Traditionally, the holiday season conjures a generous spirit among consumers as gift-giving becomes a priority. While the exchange of presents next to the Christmas tree is a cherished custom, it also comes with a financial burden to those who cannot afford to buy a gift for everyone within their social circles. As consumers become increasingly aware of their finances, self-gifting has become prominent.
According to the National Retail Federation, the average American is projected to spend $737.95 on holiday shopping in 2013, down from $752.24 in 2012. Another survey by Manilla finds that 43.2 percent of Americans don’t plan on changing their spending habits this year.
“Consumers have had years of practice when it comes to managing tight budgets while still spending on items they need to, whether it be gifts or groceries for the family,” said Pam Goodfellow, consumer insights director at Prosper Insights (commissioned by the NRF), in prepared remarks.

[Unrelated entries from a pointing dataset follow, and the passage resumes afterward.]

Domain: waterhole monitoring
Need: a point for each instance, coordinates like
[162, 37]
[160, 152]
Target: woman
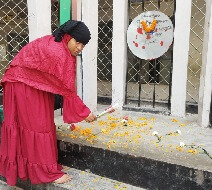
[42, 68]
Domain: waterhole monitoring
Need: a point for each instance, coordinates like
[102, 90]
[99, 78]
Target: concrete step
[82, 180]
[131, 154]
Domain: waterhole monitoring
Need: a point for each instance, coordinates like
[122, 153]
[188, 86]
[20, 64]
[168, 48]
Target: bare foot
[64, 179]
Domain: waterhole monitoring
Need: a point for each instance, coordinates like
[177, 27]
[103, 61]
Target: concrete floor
[136, 138]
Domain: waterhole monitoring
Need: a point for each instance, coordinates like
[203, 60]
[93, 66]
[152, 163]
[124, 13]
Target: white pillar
[89, 54]
[77, 15]
[206, 70]
[39, 18]
[180, 57]
[119, 50]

According to a Capital One survey, 57 percent of Americans are likely to budget for a gift for themselves this holiday season.

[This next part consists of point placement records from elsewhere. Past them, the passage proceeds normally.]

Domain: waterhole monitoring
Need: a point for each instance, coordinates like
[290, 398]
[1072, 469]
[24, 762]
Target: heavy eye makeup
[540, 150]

In a Chase holiday spending survey, 90 percent of respondents said “it’s important to treat yourself.”
Regardless of what one’s gift-giving plans may be, it’s always recommended to approach holiday shopping with a financial strategy, in order to avoid starting the new year in debt.
“The holiday season can cause people to step outside of their usual money management habits, reinforcing the notion that smart spending and borrowing habits are more important than ever at this time of the year,“ said Tom O’Donnell, senior vice president at Chase, in a press statement. “Whether spending on yourself or others, it’s important to do it mindfully and with a plan in place.”